Il TAR, in proposito,  ha così statuito: ” Ritenuto il ricorso, ad un primo esame proprio della fase cautelare e fatti salvi gli approfondimenti di merito, provvisto di fumus quantomeno sotto il profilo dell’esatta determinazione del trattamento sanzionatorio, non avendo l’Autorità adeguatamente dimostrato la vendita sul mercato degli ulteriori 190 eventi posti alla base del provvedimento sanzionatorio, atteso che la raccolta di “evidenze relative ai “Id order” non si traduce nella prova di pagamenti effettuati dagli utenti della piattaforma xxxx”, come si assume nello stesso (p. 7), ma nella sola dimostrazione di ordini da parte della piattaforma che ben potrebbero essere rimasti inevasi, non essendo stato riscontrato l’“ID pagamento” nei confronti della società -OMISSIS-”;

Ritenuto, sulla base di una valutazione comparativa dei contrapposti interessi e tenuto conto, in particolare, dell’elevato ammontare della sanzione, che sussistono i presupposti per accogliere l’istanza di sospensione…”

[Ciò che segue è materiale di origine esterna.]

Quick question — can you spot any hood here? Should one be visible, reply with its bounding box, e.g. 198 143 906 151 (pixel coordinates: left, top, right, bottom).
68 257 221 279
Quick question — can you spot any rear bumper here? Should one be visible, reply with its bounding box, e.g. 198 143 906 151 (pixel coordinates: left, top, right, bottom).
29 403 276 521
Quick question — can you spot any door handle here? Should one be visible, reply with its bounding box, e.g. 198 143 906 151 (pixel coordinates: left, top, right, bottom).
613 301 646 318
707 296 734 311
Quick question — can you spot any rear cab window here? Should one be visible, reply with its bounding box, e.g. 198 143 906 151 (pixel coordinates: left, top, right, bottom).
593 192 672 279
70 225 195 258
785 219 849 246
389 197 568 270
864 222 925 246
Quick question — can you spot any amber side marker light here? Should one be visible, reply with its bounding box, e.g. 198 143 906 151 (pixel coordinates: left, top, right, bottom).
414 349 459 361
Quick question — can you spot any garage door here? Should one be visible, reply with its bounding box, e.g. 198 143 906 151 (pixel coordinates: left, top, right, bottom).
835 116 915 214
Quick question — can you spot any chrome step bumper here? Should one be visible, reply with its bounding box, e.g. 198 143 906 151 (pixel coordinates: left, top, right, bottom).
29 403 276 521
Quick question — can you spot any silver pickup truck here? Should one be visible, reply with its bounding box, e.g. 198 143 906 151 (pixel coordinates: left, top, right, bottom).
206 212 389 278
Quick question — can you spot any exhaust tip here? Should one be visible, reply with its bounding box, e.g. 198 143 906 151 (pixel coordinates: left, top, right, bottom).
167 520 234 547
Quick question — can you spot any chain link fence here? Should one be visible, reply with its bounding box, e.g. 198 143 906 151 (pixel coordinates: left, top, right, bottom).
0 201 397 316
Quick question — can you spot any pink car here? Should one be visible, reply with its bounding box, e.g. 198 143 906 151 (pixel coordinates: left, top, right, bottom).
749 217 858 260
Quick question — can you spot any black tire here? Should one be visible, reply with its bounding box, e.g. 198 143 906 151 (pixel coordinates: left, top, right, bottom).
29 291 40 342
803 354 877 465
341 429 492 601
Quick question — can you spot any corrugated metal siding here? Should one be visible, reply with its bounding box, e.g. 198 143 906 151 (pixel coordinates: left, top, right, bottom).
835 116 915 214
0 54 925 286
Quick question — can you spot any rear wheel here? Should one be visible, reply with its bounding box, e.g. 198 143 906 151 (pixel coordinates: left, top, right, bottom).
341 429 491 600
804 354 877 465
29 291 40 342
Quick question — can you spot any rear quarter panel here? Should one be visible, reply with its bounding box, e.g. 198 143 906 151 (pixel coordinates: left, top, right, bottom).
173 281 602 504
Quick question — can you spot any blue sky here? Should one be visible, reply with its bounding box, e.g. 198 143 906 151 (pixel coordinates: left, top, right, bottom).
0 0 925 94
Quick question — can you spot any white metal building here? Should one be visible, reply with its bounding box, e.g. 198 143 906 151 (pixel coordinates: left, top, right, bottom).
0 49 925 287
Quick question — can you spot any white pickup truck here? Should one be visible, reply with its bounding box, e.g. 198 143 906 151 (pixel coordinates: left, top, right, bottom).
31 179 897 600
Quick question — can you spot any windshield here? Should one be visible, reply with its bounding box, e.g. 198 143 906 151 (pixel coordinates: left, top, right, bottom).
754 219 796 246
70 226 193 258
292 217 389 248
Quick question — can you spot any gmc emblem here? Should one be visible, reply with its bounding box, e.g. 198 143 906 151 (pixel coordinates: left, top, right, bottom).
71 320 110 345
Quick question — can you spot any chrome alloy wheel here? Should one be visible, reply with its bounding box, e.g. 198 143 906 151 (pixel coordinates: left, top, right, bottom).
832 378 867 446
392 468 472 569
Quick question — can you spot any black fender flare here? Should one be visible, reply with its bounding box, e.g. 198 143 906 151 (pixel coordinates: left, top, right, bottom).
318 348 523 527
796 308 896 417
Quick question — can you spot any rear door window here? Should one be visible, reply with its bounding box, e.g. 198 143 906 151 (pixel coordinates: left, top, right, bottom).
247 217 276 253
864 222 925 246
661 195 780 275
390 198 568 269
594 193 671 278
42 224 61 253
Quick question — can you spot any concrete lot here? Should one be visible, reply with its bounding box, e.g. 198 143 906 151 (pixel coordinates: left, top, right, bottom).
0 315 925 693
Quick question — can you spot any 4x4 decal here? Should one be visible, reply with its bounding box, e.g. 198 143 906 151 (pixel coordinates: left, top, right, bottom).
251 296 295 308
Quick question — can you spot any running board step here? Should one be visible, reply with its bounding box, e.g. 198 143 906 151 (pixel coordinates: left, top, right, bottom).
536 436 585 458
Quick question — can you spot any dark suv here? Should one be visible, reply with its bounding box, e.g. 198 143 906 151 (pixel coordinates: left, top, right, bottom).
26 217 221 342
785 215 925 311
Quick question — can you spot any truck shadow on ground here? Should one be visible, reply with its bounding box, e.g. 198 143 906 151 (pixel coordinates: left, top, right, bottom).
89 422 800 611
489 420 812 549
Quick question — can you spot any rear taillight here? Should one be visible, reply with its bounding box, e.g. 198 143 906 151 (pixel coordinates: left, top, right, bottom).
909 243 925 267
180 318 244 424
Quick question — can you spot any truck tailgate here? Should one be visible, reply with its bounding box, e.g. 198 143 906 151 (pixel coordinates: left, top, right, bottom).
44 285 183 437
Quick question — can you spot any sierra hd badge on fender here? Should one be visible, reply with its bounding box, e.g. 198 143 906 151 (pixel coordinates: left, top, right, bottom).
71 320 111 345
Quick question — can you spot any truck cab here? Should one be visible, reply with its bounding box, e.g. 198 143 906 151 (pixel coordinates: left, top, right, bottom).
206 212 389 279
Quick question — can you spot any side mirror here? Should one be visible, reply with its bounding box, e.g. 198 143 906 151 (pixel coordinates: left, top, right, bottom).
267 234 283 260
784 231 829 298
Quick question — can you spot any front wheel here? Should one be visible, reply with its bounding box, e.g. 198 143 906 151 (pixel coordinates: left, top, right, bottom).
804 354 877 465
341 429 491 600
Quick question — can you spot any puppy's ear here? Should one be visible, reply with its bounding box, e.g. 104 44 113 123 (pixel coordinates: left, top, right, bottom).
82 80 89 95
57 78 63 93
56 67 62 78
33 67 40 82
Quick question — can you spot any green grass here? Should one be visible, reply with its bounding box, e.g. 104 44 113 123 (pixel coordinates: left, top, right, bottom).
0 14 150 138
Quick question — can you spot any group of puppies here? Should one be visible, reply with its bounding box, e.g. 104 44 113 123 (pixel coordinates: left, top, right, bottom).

Il Giudice amministrativo ha comunque disposto il pagamento di una cauzione.

Il TAR ha fissato l’udienza per la discussione del merito al 16 settembre 2026.

I dati del ricorrente non sono disponibili in quanto il TAR ha proceduto in base all’articolo 52, commi 1 e 2, del decreto legislativo 30 giugno 2003, n. 196, e dell’articolo 9, paragrafo 1, del Regolamento (UE) 2016/679 del Parlamento europeo e del Consiglio del 27 aprile 2016, all’oscuramento delle generalità nonché di qualsiasi altro dato idoneo ad identificare le parti ricorrenti, a tutela dei diritti o della dignità della parte interessata.